Ginger Chicken Stir-Fry with Apples
Yield: 4 servings
Cook Time: 10 minutes
Tips: Regular or Shitake mushrooms may be used.
Suggestion: Serve over a rice blend (as shown in photo), brown rice or other preferred rice.
Ingredients
- 2 teaspoons sesame oil
- 2 cloves garlic, minced
- 2 tablespoons minced ginger root
- 1 lb. boneless, skinless chicken breast, sliced into thin bite-size strips
- 4 green onions, sliced
- 1/3 lb. sugar snap peas or snow peas
- 1 small red or orange bell pepper, cut into strips
- 10 white or shitake mushrooms, sliced
- 1/4 teaspoon ground black pepper
- 1/3 cup unsweetened applesauce
- 2 tablespoons soy sauce
- 2 tablespoons apple cider vinegar
- 1 tablespoon cornstarch 1/3 cup chicken broth (or water)
- 2 medium apples, cored, peeled and sliced
- rice (rice blend, brown or other rice) for serving
Directions
In a small mixing bowl, whisk together apple sauce, soy sauce, vinegar, cornstarch and chicken broth (or water). Set aside near cooking area.
Heat sesame oil in a nonstick skillet (or nonstick wok) over medium heat. Add garlic and ginger and stir-fry for about 30 seconds. Add chicken and cook for about 3-5 minutes or until no pink color remains (add a few drops of additional sesame oil if skillet seems too dry). Remove chicken from skillet and place in a bowl near cooking area.
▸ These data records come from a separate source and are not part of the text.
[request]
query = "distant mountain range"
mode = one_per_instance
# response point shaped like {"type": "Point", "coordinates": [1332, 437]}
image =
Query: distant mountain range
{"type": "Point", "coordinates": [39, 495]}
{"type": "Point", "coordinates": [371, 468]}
Add vegetables to skillet and cook over medium heat, stirring frequently until tender-crisp (about 3 minutes). (Note: If skillet seems too dry, add a few occasional drops of water as needed.) Sprinkle with pepper and briefly stir to combine.
Return chicken to the skillet, then stir in apple slices. Allow to heat through, stirring frequently (about 1 minute). Briefly whisk applesauce mixture again, then pour into skillet and stir to combine. Cook until the sauce has thickened slightly and as soon as apples are slightly tender (about 1-2 minutes).
Serve over a rice blend, brown rice or other preferred rice.